The cost of insuring against potential losses on General Electric Co.’s bonds rose this week as a larger-than-expected charge and growing debt pressures spooked investors.
The premium on GE’s five-year credit-default swaps has jumped almost 20 basis points to 57 basis points since last Friday, which means that it would now cost $57,000 annually to protect $10 million of GE debt, according to data provider CMA. The cost of the swaps rose above a benchmark credit-default swaps index for the first time in more than a year. The Markit CDX North America Investment Index was trading at 48 basis points.
That said, the jump hardly indicates that GE is in imminent danger of defaulting on its A rated debt. The cost of credit-default swaps on GE has risen from a five-year low earlier this month and is still a fraction of levels seen during the Great Recession in 2008.
A GE representative declined to comment.
The Boston-based company unnerved investors when it disclosed that it would take a $6.2 billion charge and set aside $15 billion in the coming years to add to reserves for a portfolio primarily of long-term care insurance policies.
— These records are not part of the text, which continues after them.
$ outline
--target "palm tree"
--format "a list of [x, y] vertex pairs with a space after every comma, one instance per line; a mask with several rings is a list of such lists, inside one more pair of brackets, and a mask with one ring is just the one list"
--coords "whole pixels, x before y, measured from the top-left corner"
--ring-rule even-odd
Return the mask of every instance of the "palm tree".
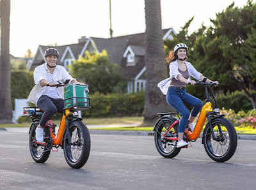
[[11, 123], [11, 65], [10, 63], [10, 0], [0, 2], [1, 59], [0, 59], [0, 123]]
[[160, 0], [145, 0], [146, 20], [146, 89], [143, 126], [152, 126], [156, 113], [171, 111], [157, 84], [167, 78], [163, 41]]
The announcement, along with comments from Chief Executive Officer John Flannery suggesting GE may break into separate companies, reignited fears over the problems GE still has to deal with across its industrial and financial businesses.
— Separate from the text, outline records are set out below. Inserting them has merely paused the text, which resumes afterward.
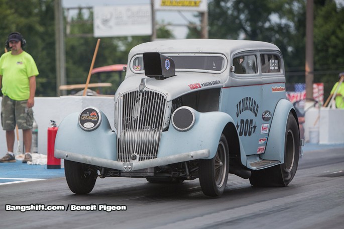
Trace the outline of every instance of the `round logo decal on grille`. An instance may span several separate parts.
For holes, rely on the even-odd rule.
[[[85,131],[95,130],[101,122],[101,113],[95,107],[86,107],[79,115],[79,125]]]

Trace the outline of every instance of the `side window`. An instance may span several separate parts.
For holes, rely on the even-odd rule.
[[[254,55],[240,56],[233,59],[234,73],[254,74],[258,72],[257,58]]]
[[[262,73],[280,72],[280,60],[277,55],[262,54],[261,55],[261,62],[262,62]]]

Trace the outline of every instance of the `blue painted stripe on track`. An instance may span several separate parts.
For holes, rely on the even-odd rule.
[[[28,165],[21,161],[0,163],[0,178],[49,179],[64,177],[64,169],[47,169],[47,165]]]

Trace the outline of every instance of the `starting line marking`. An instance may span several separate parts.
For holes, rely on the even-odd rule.
[[[16,184],[17,183],[24,183],[24,182],[29,182],[30,181],[36,181],[37,180],[46,180],[46,179],[35,179],[35,178],[5,178],[5,177],[0,177],[0,181],[2,180],[17,180],[18,181],[11,181],[9,182],[3,182],[3,183],[0,183],[0,185],[4,185],[5,184]]]

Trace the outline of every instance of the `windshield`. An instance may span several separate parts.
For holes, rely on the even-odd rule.
[[[220,73],[224,70],[226,61],[224,56],[219,54],[164,55],[173,60],[176,71],[179,70]],[[137,55],[132,60],[131,67],[133,71],[136,73],[142,73],[145,70],[142,55]]]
“It came with no prior announcement," said Joel Levington, credit analyst at Bloomberg Intelligence. “It makes you wonder what other skeletons they have in the closet.”
The company’s bonds have also been hit in the past week to trade multiple notches below their assigned credit ratings, according to a report by Levington. Ratings firms were unfazed though, as the major U.S. credit graders affirmed their investment-grade ratings for the company.